Dai medioevi alternativi dell’high fantasy ai totalitarismi avveniristici della fantascienza distopica, la costruzione di un mondo fantastico richiede sempre di azzerare (o quasi) il tessuto storico-sociale della nostra realtà contemporanea, rifondandone le premesse sotto nuovi vessilli. In tal senso, si può dire che Macchine mortali opti per una soluzione ibrida, figlia delle numerose influenze che pesano sul romanzo di Philip Reeve: la trama si dipana in un futuro molto remoto, ad almeno mille anni da quando una terribile arma di energia quantica – nella fugace “Guerra dei Sessanta Minuti” – ha stravolto la faccia della Terra, sradicando quasi per intero le civiltà esistenti; l’ambientazione rievoca quindi non soltanto la sci-fi distopica e post-apocalittica, ma anche i filoni del science fantasy e dello steampunk, da cui deriva l’estetica del film.
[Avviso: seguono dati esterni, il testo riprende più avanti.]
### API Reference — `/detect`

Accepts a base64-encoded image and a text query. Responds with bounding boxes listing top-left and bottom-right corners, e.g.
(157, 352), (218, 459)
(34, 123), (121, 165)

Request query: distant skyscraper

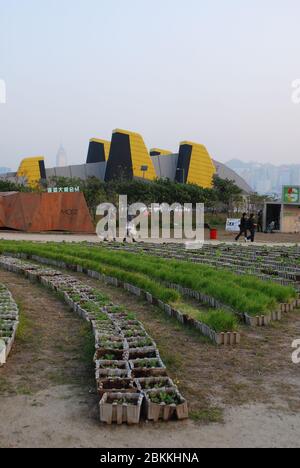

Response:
(56, 145), (68, 167)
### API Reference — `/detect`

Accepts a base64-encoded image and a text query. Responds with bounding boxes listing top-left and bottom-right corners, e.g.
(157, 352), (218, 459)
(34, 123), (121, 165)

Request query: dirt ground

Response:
(0, 271), (300, 448)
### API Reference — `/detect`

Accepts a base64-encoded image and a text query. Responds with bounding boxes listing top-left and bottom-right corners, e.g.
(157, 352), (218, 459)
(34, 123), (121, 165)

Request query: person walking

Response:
(235, 213), (248, 241)
(247, 214), (256, 242)
(257, 210), (263, 232)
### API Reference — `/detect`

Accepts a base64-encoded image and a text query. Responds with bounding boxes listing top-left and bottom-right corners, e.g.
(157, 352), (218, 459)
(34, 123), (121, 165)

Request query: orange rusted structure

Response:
(0, 192), (95, 233)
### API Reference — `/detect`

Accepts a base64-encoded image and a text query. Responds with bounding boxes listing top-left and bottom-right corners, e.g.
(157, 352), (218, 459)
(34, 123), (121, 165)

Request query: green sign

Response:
(283, 185), (300, 204)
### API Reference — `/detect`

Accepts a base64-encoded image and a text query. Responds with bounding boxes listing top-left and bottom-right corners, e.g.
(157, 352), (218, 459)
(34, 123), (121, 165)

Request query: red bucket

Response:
(210, 229), (218, 240)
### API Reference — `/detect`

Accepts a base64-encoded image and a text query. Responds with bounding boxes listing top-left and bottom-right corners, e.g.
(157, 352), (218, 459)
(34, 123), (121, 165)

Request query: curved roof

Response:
(214, 160), (254, 193)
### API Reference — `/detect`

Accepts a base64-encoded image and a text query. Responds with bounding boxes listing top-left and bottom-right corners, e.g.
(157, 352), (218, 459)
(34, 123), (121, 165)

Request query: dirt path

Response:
(0, 271), (300, 448)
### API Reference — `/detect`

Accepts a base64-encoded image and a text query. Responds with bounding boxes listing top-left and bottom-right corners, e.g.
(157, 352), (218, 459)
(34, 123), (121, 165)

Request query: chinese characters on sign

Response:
(48, 187), (80, 193)
(283, 186), (300, 204)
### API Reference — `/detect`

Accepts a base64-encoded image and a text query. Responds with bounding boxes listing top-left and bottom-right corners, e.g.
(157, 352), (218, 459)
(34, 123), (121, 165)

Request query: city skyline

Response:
(0, 0), (300, 169)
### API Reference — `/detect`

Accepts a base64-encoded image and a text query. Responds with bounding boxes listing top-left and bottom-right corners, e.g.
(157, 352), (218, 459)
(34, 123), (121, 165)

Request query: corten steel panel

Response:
(0, 193), (95, 233)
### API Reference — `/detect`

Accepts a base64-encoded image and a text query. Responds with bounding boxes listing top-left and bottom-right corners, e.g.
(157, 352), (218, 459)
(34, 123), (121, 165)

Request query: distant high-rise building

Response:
(56, 145), (68, 167)
(0, 167), (11, 174)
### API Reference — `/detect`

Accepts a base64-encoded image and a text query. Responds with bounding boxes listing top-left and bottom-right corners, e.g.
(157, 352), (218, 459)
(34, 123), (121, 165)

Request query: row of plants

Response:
(20, 244), (297, 315)
(0, 284), (19, 366)
(0, 243), (238, 338)
(109, 244), (300, 286)
(94, 244), (300, 313)
(0, 257), (188, 424)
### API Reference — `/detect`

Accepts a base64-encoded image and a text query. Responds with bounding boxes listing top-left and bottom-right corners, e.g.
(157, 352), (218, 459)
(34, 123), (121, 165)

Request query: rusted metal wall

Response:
(0, 192), (95, 233)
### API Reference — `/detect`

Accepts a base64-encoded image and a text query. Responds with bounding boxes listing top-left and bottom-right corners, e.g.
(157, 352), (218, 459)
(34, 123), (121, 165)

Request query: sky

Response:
(0, 0), (300, 170)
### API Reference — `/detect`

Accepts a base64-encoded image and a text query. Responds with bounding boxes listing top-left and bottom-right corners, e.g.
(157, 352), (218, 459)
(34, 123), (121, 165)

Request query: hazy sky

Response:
(0, 0), (300, 169)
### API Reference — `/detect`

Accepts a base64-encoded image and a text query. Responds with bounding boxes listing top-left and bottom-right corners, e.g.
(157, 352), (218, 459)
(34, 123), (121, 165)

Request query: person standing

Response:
(235, 213), (248, 241)
(247, 214), (256, 242)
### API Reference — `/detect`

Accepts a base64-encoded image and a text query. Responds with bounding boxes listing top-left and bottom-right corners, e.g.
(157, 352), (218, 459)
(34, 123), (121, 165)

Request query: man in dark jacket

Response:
(247, 214), (256, 242)
(235, 213), (248, 241)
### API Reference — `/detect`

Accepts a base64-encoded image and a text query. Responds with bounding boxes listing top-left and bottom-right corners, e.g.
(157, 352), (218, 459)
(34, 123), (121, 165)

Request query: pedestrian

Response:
(257, 210), (263, 232)
(235, 213), (248, 241)
(247, 214), (256, 242)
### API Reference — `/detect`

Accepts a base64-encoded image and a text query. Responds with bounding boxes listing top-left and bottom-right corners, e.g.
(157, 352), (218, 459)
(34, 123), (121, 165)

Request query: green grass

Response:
(0, 241), (296, 315)
(174, 303), (238, 333)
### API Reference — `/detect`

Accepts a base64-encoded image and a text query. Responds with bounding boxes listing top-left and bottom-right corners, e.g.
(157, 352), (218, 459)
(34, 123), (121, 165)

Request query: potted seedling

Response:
(129, 358), (167, 378)
(100, 393), (144, 425)
(145, 389), (188, 422)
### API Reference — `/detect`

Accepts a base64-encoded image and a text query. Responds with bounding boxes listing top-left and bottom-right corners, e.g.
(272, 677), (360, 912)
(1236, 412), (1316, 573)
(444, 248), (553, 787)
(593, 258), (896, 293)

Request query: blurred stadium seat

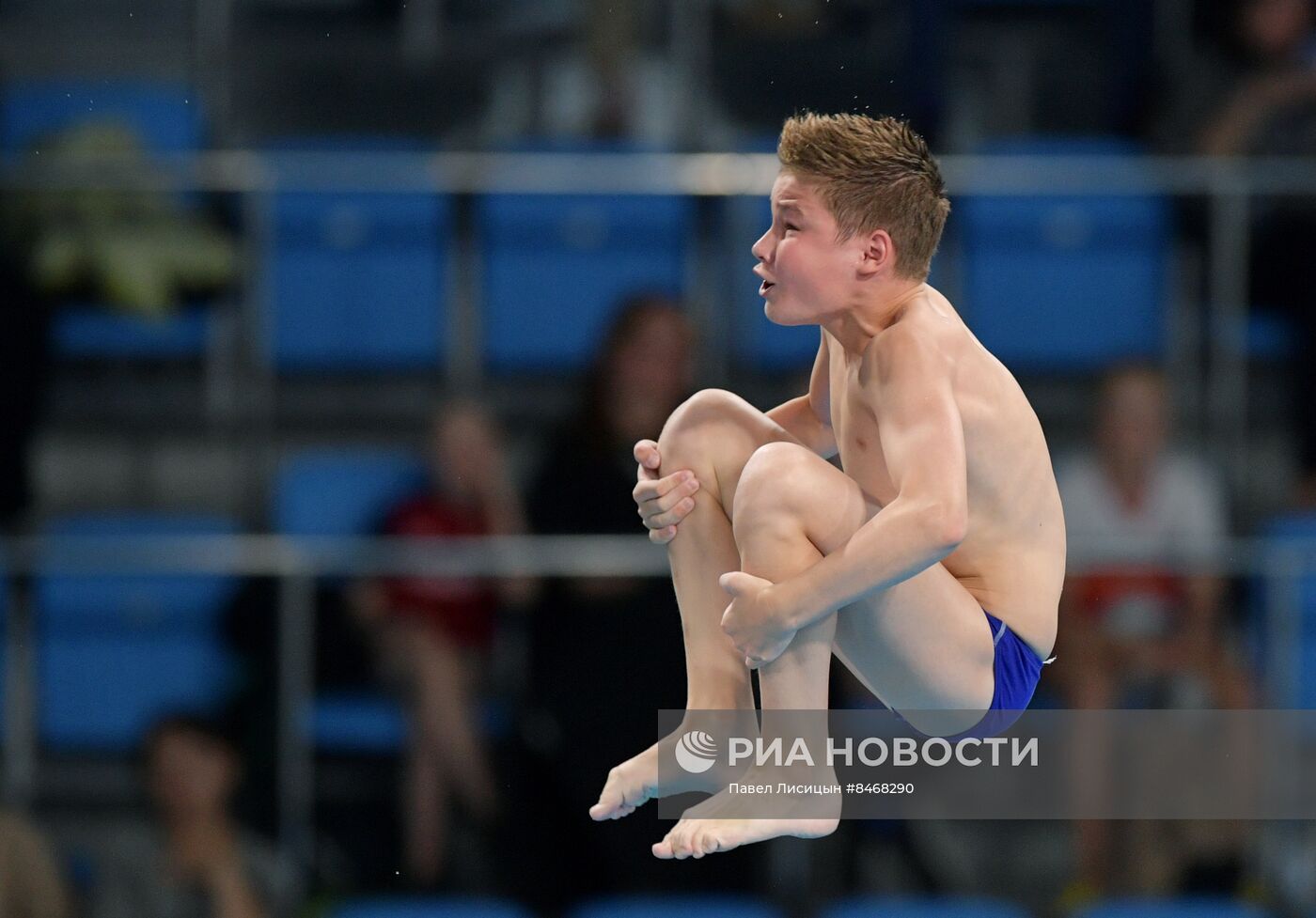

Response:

Non a caso, le eponime “macchine mortali” sono gigantesche città semoventi (o “trazioniste”) che si spostano tra le lande desolate del pianeta in cerca di risorse da sfruttare, spesso attaccando le città più piccole per assimilarle: così, messi di fronte a questo soggetto, il produttore Peter Jackson e il regista Christian Rivers vedono una ghiotta opportunità per legittimare lo steampunk agli occhi di Hollywood, confezionando il primo vero blockbuster appartenente a questo sottogenere (se si escludono alcuni tentativi fallimentari, come Wild Wild West).
L’impiego di un’estetica tanto peculiare non è affatto gratuito. Un millennio dopo l’apocalisse, infatti, l’umanità si è dovuta arrangiare con gli scarti della vecchia tecnologia, costruendo un mondo che ricorda sia l’epoca vittoriana dello steampunk sia le istanze futuristiche della post-atomica, dove persino gli elementi più avveniristici hanno una patina vetusta e retrò. Sullo sfondo di questo panorama si muove Hester Shaw (Hera Hilmar), una ragazza dal volto sfigurato che vuole uccidere Thaddeus Valentine (Hugo Weaving), potente archeologo di Londra, ovvero la più aggressiva fra le città trazioniste. Il giovane storico Tom Natsworthy (Robbie Sheehan) sventa l’attentato e insegue Hester, salvo poi scoprire che il rancore di quest’ultima è ben giustificato: Valentine ha infatti ucciso sua madre, e ora pianifica di ricostruire l’arma quantica per distruggere la muraglia che protegge le città anti-trazioniste, ultimo baluardo delle civiltà antiche. Così, mentre un inarrestabile cyborg di nome Shrike (Stephen Lang) dà loro la caccia, Tom e Hester devono sopravvivere alle numerose insidie del continente europeo, cercando un modo per fermare Valentine.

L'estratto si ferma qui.